Il est retourné en Afrique du Sud après la fin de l’apartheid en 1994 avec un document de voyage délivré par l’ambassade du pays en Allemagne.

« C’est là que mes problèmes ont commencé », se souvient-il.

Le gouvernement lui a refusé un document d’identité parce qu’il n’avait pas de certificat de naissance, alors qu’il s’était rendu au ministère de l’intérieur avec sa mère âgée et avait même présenté une attestation officielle émanant de son école primaire.

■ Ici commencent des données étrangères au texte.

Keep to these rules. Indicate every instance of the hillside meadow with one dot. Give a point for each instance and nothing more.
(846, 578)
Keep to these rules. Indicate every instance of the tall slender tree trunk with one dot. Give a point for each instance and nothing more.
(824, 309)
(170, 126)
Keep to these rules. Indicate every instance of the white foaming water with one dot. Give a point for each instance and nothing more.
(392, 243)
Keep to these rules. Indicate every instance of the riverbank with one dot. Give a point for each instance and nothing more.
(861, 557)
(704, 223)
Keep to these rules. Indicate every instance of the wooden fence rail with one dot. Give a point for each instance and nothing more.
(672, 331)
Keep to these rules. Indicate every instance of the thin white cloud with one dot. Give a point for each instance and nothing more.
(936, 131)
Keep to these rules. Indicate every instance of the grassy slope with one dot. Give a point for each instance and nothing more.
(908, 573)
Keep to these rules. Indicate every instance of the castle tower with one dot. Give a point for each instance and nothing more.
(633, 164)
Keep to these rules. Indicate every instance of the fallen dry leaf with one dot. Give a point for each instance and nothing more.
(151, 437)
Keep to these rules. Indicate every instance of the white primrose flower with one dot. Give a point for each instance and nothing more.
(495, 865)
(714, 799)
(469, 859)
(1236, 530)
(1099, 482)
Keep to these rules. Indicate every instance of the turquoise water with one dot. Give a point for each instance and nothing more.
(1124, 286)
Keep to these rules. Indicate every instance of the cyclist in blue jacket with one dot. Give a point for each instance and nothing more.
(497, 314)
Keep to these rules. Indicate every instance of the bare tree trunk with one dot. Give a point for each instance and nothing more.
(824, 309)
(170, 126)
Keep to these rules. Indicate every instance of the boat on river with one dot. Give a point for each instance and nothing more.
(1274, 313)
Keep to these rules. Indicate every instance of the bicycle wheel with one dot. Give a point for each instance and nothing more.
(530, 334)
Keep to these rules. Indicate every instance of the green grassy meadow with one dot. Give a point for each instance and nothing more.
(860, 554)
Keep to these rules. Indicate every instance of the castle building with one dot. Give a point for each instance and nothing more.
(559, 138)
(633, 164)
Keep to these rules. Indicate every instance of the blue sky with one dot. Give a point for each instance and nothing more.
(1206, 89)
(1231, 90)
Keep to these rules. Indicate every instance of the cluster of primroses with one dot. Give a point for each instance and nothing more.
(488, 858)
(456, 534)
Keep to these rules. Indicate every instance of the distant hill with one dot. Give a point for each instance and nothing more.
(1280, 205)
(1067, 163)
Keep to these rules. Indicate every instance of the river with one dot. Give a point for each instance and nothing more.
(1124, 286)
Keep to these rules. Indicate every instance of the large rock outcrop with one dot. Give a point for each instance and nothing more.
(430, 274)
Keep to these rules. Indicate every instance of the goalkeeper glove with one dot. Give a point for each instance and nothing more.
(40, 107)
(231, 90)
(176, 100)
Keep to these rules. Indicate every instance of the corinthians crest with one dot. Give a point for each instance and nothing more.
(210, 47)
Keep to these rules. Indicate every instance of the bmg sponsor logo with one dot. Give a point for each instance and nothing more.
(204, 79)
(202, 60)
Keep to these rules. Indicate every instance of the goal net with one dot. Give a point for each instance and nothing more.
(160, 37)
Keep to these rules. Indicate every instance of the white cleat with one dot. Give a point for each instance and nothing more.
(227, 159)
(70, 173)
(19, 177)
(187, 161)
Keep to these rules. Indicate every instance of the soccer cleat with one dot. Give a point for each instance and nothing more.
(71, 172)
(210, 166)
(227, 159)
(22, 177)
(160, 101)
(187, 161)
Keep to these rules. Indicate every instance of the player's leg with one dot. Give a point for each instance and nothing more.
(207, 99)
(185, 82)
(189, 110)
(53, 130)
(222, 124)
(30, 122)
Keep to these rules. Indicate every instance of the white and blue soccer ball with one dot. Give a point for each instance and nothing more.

Paralysé par son incapacité à faire avancer les choses, Raphaël est entré dans une spirale négative.

« Je suis devenu travailleur journalier, attendant aux feux de circulation qu’on me propose un petit boulot pour survivre », dit-il.

S’il avait de la chance, il obtenait deux petits boulots par mois, pour débroussailler des terrains vagues ou laver des voitures, et gagnait environ 12 dollars pour une journée de travail complète.

Faute de papiers d’identité, il est passé à côté d’un emploi prometteur dans une raffinerie de platine à Johannesburg. Il ne pouvait même pas voter, ce qui était particulièrement douloureux dans un pays où tant de choses avaient été faites pour rendre ce droit possible.

Aujourd’hui, au lieu de poursuivre la carrière pour laquelle il a été formé, il travaille comme jardinier dans une banlieue aisée de la capitale, Pretoria.

« J’en suis réduit à vivre comme ça malgré tout ce que j’ai fait pour tenter de prouver que je suis né de parents sud-africains », dit-il.

Mpho vit elle aussi en marge de la société. Elle a été victime d’une relation abusive avec un homme plus âgé parce qu’elle craignait de se retrouver à la rue.

« Je ne l’ai jamais aimé, mais comme il subvenait à mes besoins et que je n’avais nulle part où aller, je suis restée avec lui », dit-elle.

Elle a fini par s’enfuir et, depuis lors, elle fait des petits boulots pour subvenir aux besoins de ses quatre enfants.

« Je me sens tellement découragée par la tournure que ma vie a prise », raconte Mpho. « Je reste éveillée la nuit, me disant que j’ai condamné mes enfants à des vies sans avenir. Que va-t-il advenir d’eux ? »

Le HCR poursuivra ses efforts pour soutenir Mpho et Raphael dans leur quête de documents d’identité. C’est pour les personnes dans leur situation que la campagne du HCR visant à mettre fin à l’apatridie est si importante.

Publié par le HCR, le 10 décembre 2020.